Esse corpo cravado de prédios, quase mutilado e sem expressão não é somente o corpo da cidade, mas os corpos dos próprios moradores quase( quando não o efetivamente o são) expulsos pelo crescimento que nunca é o bastante.
São Paulo é uma daquelas megalópoles que parecem não ter mais espaço para o crescimento verticalizado, mas sempre há uma vila, um conjunto de casas, um conjunto de famílias…Em São Mateus, Taquera, São Bernardo, espaços antes industriais, mas nos quais moravam, sim, uma população que vem sendo expulsa aos poucos. Algumas vezes felizes com a venda, outras não. Mas a ideia final é que ,ainda que seja como simulacro, todos fiquem alegres, pois como diz um corretor: “A gente tem que obrigar a pessoa a ficar feliz“.

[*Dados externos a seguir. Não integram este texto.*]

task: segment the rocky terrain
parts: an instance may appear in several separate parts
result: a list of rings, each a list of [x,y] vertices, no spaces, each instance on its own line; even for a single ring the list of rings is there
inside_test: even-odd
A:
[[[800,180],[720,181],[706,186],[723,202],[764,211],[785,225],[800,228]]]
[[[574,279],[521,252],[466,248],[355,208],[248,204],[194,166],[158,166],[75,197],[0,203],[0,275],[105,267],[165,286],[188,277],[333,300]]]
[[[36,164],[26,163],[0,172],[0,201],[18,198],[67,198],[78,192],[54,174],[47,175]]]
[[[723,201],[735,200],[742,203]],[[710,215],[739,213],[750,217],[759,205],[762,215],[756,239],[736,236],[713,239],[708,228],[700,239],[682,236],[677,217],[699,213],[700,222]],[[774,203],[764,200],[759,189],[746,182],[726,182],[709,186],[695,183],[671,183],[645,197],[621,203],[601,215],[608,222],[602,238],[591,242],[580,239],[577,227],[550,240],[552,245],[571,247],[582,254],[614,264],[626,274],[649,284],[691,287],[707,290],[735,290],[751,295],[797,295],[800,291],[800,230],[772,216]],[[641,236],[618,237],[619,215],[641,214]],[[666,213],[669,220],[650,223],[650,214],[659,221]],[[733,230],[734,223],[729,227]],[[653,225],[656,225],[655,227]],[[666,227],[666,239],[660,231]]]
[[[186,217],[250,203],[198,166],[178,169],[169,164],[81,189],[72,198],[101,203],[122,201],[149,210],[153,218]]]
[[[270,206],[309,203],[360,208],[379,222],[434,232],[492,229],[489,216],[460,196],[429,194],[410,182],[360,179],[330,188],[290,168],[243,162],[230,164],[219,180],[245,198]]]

Primeiro longa de Miguel Antunes Ramos, antes premiado pelos curtas “E” (2014), “A Era de Ouro” (2014) e “O Castelo” (2015), “Banco Imobiliário” denuncia apenas no acompanhar (o diretor não ironiza, nem provoca situações o que faz com que o filme cresça por si só) uma situação de extrema desigualdade. Afinal, quem precisa vender e quem pode comprar?